The appellant was a professional realtor who managed the estate of the late Dr Elias Zvenyika Ndoro. In February 2008, Dr Ndoro instructed the appellant to sell his immovable property (Stand 905 Salisbury Township, Harare) for US$140,000 to raise university fees for his children studying in New Zealand. The appellant wanted to purchase the property herself but was conflicted as the estate agent. She used a Congolese national, Awak Haskour Jean, as a front to masquerade as the purchaser. A verbal sale agreement was entered into with a purchase price of US$140,000, payable by initial deposit of US$40,000 with balance to follow. In March 2008, the appellant paid US$40,000 to Dr Ndoro in the presence of his wife. A company called Kitkat Investments (Pvt) Ltd was formed with the appellant and Jean appointed as directors, and the property was transferred to it on 26 March 2008. In April 2008, the appellant paid a further US$10,000 directly to the university. In September 2008, Dr Ndoro reversed the transfer by reinstating himself and his wife as directors and transferring the property to another company, Gronton Investments (Pvt) Ltd. The appellant alleged that at a meeting on 28 July 2010 at the offices of Mbidzo, Muchadehama and Makoni legal practitioners, Dr Ndoro acknowledged indebtedness to her for US$53,183 (comprising the US$50,000 paid and US$3,183 in conveyancing fees). A letter dated 17 August 2010 from the appellant's lawyers recorded this alleged acknowledgment. Dr Ndoro denied making any acknowledgment of debt. He died during the proceedings and was substituted by his widow, Bernadette Eva Ndoro, as executrix dative.

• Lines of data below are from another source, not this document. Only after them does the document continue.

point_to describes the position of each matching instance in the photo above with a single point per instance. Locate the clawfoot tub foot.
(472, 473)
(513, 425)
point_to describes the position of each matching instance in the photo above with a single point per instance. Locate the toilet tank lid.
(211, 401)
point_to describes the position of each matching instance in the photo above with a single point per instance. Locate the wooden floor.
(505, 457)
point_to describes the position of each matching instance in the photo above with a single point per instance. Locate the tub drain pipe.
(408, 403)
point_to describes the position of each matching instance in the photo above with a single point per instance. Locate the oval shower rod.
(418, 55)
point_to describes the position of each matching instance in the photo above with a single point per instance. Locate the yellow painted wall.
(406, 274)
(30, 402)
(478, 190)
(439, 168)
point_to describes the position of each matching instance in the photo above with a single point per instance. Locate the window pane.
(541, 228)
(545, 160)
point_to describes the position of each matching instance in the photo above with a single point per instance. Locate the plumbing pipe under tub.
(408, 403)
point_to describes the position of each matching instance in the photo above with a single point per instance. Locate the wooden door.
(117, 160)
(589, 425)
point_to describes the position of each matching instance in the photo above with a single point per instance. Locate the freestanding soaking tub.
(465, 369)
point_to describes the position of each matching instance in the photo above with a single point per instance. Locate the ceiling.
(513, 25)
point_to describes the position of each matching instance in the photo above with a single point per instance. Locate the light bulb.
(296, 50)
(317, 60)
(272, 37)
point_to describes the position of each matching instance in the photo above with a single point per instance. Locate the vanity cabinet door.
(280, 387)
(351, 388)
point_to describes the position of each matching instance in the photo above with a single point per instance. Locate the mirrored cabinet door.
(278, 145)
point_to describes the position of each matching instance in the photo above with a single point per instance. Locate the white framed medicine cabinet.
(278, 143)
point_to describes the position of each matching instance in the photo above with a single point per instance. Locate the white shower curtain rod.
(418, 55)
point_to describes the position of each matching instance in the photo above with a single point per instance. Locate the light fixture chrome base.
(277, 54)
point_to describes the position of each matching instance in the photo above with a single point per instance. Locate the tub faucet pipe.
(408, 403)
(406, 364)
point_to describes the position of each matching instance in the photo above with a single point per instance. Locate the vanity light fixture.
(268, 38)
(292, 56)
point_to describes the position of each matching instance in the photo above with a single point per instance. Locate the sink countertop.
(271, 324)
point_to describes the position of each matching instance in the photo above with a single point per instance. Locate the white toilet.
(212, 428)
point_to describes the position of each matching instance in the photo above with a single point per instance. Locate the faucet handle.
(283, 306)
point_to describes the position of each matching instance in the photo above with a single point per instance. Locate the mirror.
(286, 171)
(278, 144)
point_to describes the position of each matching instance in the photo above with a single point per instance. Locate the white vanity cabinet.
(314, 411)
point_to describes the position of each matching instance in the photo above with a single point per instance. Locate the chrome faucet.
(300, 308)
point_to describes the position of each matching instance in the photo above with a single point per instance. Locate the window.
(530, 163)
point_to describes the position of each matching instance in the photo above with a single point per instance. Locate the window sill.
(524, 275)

The appeal was dismissed with costs
The binding legal principles established are: (1) An acknowledgment of debt must be in writing and contain an unequivocal admission of liability by the debtor coupled with an express or implied undertaking to pay the debt. It must meet specific requirements including identification of debtor and creditor, the amount acknowledged, time period for payment, and manner of payment. (2) A party claiming on the basis of an acknowledgment of debt bears the onus of proving the existence of a valid written acknowledgment meeting these requirements. (3) Courts are bound by the pleadings of the parties and cannot grant judgment on a cause of action that is not pleaded. A litigant must carefully plead their case and is bound by those pleadings. (4) A new cause of action cannot be raised for the first time on appeal when it was neither pleaded nor argued at trial, even if it might provide an alternative remedy on the facts. This applies to claims based on unjust enrichment. (5) The general principle that omissions in pleadings can be cured by evidence does not apply where the alternative cause of action did not even arise in the evidence led at trial.

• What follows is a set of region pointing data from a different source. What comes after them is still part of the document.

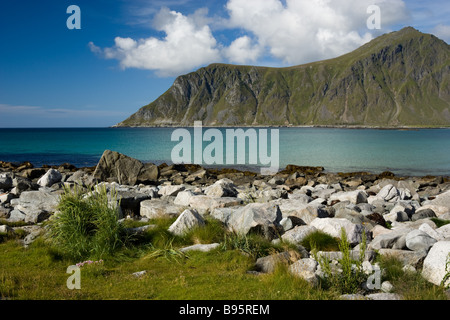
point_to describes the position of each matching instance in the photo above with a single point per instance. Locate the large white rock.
(50, 178)
(261, 217)
(298, 208)
(201, 247)
(389, 193)
(222, 188)
(435, 263)
(442, 200)
(334, 226)
(183, 197)
(37, 205)
(187, 220)
(444, 232)
(395, 239)
(157, 208)
(172, 190)
(355, 197)
(305, 268)
(418, 240)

MATHONSI JA made several non-binding observations: (1) If indebtedness is acknowledged, it would not ordinarily be open to a debtor to unilaterally 'revoke' the acknowledgment - a debtor cannot have his cake and eat it too. The court a quo's finding that an acknowledgment was made but later revoked was problematic and not supported by authority. (2) It is only in limited circumstances that a person may resile from an acknowledgment of debt consciously made, such as where duress or undue influence were used to induce it. (3) The legal principles applicable to pleadings are not inflexible - litigants are generally permitted to depart from or amend pleadings with leave of the court, which may be granted at any stage 'for the purpose of determining the real question in controversy between the parties' under Rule 132 of the High Court Rules, 1971. (4) The court noted that Amler's Precedents of Pleadings cannot be elevated to legal authority, but cited it to demonstrate the written nature of acknowledgments of debt by legal necessity. (5) The court observed that the evidence suggested the parties may have been transacting in foreign currency at a time when Exchange Control Regulations did not permit it, which explained why the agreement was deliberately not reduced to writing.

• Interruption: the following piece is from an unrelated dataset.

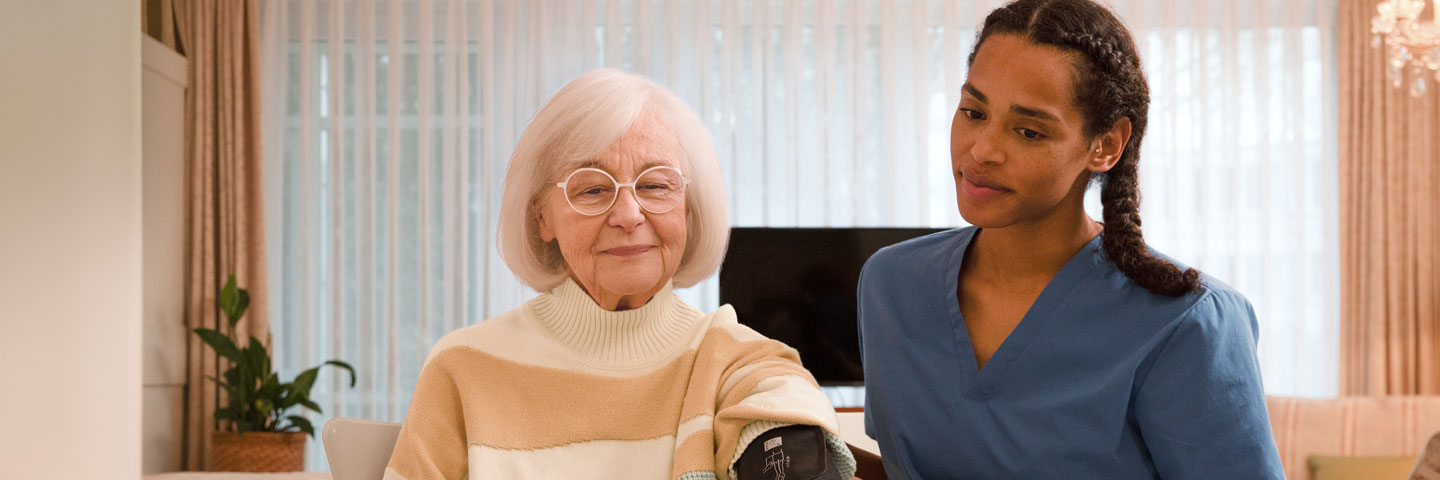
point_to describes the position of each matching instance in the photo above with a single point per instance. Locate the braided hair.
(1109, 85)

This case is significant in Zimbabwean civil procedure and contract law for: (1) Clarifying the essential requirements for a valid acknowledgment of debt, emphasizing that it must be in writing and contain specific elements including an unequivocal admission of liability and an undertaking to pay. (2) Reinforcing the fundamental principle that parties are bound by their pleadings and courts cannot grant judgment on causes of action not pleaded, even if alternative remedies might be available on the facts. (3) Establishing that new causes of action (such as unjust enrichment) cannot be raised for the first time on appeal when not pleaded or argued at trial. (4) Clarifying that omissions in pleadings can only be cured by evidence in limited circumstances, and that issues not raised in evidence cannot be decided by courts. (5) Illustrating the dual purpose of pleadings: to give fair notice of the case to be met and to clarify the issues requiring determination. (6) Confirming that while pleading rules are not inflexible and amendments may be permitted, leave of court must be sought before departing from pleadings. The judgment provides important guidance on the strict requirements for acknowledgments of debt and the importance of proper pleading practice in Zimbabwean civil litigation.